Configure your network connection with the Portnox Cloud certificate

In this section, you will configure NetworkManager on Linux to connect to the network managed by Portnox™ Cloud using your user certificate and private key.

  1. Edit the NetworkManager connection file for the network to connect to.

    Examples:

    • $sudo nano \ 
  '/etc/NetworkManager/system-connections/'Wired connection 1.nmconnection'
    • $sudo nano \
  /etc/NetworkManager/system-connections/HOMEWORLDWIFI1.nmconnection
  2. Add the following section to the configuration file: 
    [802-1x]
ca-cert=/path/to/radius_ca_file.crt
client-cert=/path/to/public_key.crt
eap=tls;
identity=clear@identity
private-key=/path/to/protected_private_key.pem
private-key-password=private_key_password
    Additionally, for Wi-Fi connections:
    [wifi-security]
key-mgmt=wpa-eap
    1. Replace /path/to/radius_ca_file.crt with the name and location of the root CA certificate file exported in the previous step.
    2. Replace /path/to/public_key.crt with the name and location of the file where you stored the user certificate for your device.
    3. Replace clear@identity with the corporate email address of the user to authenticate.
    4. Replace /path/to/protected_private_key.pem with the name and location of the file where you stored the password-protected private key.
    5. Replace private_key_password with the private key password that you set earlier.

    Example:

    [wifi-security]
key-mgmt=wpa-eap
                                
[802-1x]
ca-cert=/var/portnox/portnox_ca.crt
client-cert=/var/portnox/public.crt
eap=tls;
identity=kosh@vorlon.com
private-key=/var/portnox/protected.crt
private-key-password=ZSGWhozKJyQRZ9Are6mUeWhXYou9FMbtT
  3. Restart NetworkManager. 
    $sudo systemctl restart NetworkManager
  4. Connect to the network using NetworkManager CLI.

    Examples:

    • $sudo nmcli connection up 'Wired connection 1'
    • $sudo nmcli connection up HOMEWORLDWIFI1

Reissue a certificate before it expires

In this section, you will learn how to issue a new certificate if your current certificate is about to expire, and what steps you need to do after you reissue the certificate to remain connected to the network.

Important:
If you use the self-onboarding portal to get certificates and configure your network, once the certificate expires, you will lose access to the network. This process is not automated like when you use AgentP or an UEM/MDM solution. Before the certificate expires, you need to manually issue a new certificate and configure NetworkManager to use the new certificate.

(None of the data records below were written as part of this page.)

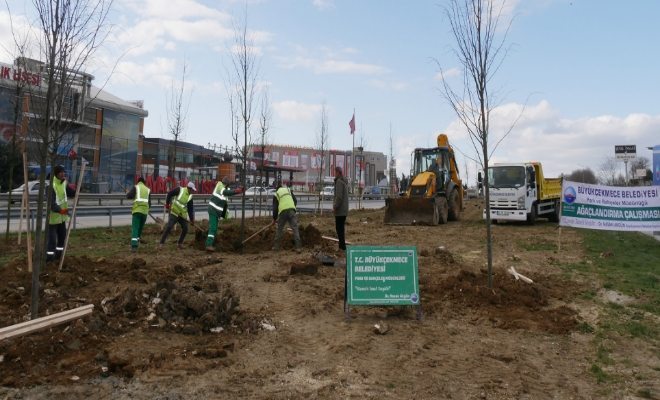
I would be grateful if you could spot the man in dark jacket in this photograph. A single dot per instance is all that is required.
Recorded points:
(340, 206)
(59, 214)
(179, 202)
(284, 211)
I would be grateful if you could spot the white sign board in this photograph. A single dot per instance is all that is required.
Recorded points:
(625, 152)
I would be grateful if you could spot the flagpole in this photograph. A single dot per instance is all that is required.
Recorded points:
(353, 170)
(352, 127)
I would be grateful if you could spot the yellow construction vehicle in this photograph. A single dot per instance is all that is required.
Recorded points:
(435, 192)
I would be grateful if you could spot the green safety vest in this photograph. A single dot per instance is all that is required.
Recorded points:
(179, 204)
(218, 200)
(284, 199)
(141, 201)
(61, 200)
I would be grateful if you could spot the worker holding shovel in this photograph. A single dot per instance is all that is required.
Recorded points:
(218, 209)
(141, 196)
(180, 209)
(284, 211)
(59, 214)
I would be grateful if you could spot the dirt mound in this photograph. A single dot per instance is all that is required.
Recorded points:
(228, 237)
(187, 309)
(510, 304)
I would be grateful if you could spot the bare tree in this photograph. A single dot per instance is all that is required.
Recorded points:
(641, 163)
(609, 173)
(242, 83)
(475, 27)
(265, 116)
(322, 145)
(69, 32)
(177, 114)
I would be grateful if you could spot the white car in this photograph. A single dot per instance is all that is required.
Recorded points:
(33, 190)
(257, 193)
(328, 193)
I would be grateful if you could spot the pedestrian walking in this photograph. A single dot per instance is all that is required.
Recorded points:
(284, 212)
(218, 209)
(141, 196)
(59, 214)
(340, 207)
(180, 205)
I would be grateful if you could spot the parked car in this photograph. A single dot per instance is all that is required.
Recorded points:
(328, 193)
(33, 190)
(257, 193)
(371, 193)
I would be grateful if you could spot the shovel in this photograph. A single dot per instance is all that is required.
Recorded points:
(258, 232)
(156, 219)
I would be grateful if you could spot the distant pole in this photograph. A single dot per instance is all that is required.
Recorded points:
(353, 170)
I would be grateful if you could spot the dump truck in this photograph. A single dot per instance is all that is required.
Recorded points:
(434, 194)
(520, 192)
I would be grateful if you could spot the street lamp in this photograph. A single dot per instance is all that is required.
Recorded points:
(360, 188)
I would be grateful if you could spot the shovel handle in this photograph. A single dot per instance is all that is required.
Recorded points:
(258, 232)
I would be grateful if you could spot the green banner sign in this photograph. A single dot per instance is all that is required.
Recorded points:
(382, 275)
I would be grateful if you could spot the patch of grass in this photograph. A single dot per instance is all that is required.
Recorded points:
(583, 327)
(640, 329)
(538, 246)
(645, 393)
(603, 355)
(588, 295)
(599, 374)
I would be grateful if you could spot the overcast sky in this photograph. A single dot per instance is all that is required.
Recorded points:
(586, 73)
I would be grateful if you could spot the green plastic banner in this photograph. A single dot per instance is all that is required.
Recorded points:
(382, 275)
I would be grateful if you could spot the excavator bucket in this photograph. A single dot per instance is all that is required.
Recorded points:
(410, 211)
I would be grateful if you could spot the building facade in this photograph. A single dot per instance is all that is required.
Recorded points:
(97, 128)
(311, 170)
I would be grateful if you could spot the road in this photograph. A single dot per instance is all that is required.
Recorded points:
(120, 215)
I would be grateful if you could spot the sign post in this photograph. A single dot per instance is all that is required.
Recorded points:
(382, 275)
(626, 153)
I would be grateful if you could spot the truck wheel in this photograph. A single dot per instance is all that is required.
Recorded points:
(531, 217)
(454, 206)
(443, 210)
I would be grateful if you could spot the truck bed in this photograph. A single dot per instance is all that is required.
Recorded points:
(550, 189)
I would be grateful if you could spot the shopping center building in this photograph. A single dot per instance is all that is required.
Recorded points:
(106, 132)
(101, 129)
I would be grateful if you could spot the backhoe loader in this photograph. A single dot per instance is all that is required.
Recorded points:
(435, 193)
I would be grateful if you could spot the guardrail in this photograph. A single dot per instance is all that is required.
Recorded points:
(263, 207)
(101, 199)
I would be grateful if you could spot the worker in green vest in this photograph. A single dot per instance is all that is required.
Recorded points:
(179, 203)
(284, 211)
(218, 209)
(141, 196)
(58, 215)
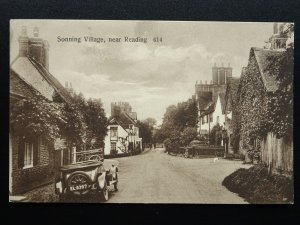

When you reissue the certificate, the old certificate is revoked, which means it becomes invalid even if it has not yet expired. If you just reissue the certificate but you do not reconfigure NetworkManager, you will lose access to the network even before the old certificate expires.

  1. Click on the Reissue certificate button.

    When the process finishes, you will see the information: * Certificate reissued.

  2. Follow all the sections and steps in this topic from the beginning to get the new certificate, convert it, and configure NetworkManager.
    Note:
    Skip the following section because the root CA certificate does not change when you reissue your supplicant certificate: Download and convert the root CA certificate.